SADC Principles and Guidelines for Free and Fair Elections

SADC region has made significant strides in the consolidation of the citizens’ participation in the decision-making processes and  consolidation of democratic practice and institutions. The Constitutions of all SADC Member States enshrine the principles of equal opportunities and full participation of the citizens in the political process.

The Southern African countries, building upon their common historical and cultural identity forged over centuries, agreed to encapsulate their commonality into a single vision, that of a SHARED FUTURE. In this context, in 1992 the Southern African countries meeting in Windhoek, the Republic of Namibia, signed a Treaty establishing the Southern African Development Community (SADC).

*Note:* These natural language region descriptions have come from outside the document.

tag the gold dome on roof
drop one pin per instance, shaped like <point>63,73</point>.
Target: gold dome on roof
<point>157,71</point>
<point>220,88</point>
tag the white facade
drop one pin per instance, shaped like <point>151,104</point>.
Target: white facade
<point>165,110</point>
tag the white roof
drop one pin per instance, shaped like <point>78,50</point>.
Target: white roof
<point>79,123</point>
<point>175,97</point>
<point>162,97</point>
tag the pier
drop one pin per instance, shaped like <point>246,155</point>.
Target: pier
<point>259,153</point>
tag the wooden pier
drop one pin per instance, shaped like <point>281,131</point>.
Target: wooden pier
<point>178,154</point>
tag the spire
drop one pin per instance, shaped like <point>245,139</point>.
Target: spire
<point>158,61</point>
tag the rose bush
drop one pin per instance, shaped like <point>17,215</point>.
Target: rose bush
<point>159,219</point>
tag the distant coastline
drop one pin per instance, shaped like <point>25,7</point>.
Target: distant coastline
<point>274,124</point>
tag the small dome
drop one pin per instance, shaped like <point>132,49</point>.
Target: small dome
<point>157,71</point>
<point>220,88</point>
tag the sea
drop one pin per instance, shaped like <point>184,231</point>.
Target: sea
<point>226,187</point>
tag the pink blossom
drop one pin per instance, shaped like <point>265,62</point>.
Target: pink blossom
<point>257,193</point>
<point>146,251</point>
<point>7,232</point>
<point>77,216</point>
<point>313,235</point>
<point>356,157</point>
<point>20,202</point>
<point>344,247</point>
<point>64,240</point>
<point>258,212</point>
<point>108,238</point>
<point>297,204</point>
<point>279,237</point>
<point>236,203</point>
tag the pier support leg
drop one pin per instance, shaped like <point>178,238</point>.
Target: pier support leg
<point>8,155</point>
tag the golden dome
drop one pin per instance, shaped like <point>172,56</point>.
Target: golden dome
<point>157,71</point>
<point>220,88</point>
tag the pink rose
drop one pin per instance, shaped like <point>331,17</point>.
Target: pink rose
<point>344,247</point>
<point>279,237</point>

Article 4 of the Treaty stipulates that “human rights, democracy and the rule of law” are principles guiding the acts of its members.

Article 5 of the Treaty outlines the objectives of SADC, which commits the Member States to “promote common political values, systems and other shared values which are transmitted through institutions, which are democratic, legitimate and effective. It also commits Member States to “consolidate, defend and maintain democracy, peace, security and stability” in the region.

The Protocol on Politics, Defence and Security Cooperation provides that SADC shall “promote the development of democratic institutions and practices within the territories of State Parties and encourage the observance of universal human rights as provided for in the Charter and Conventions of the Organization of AfricanUnity [African Union] and the United Nations.”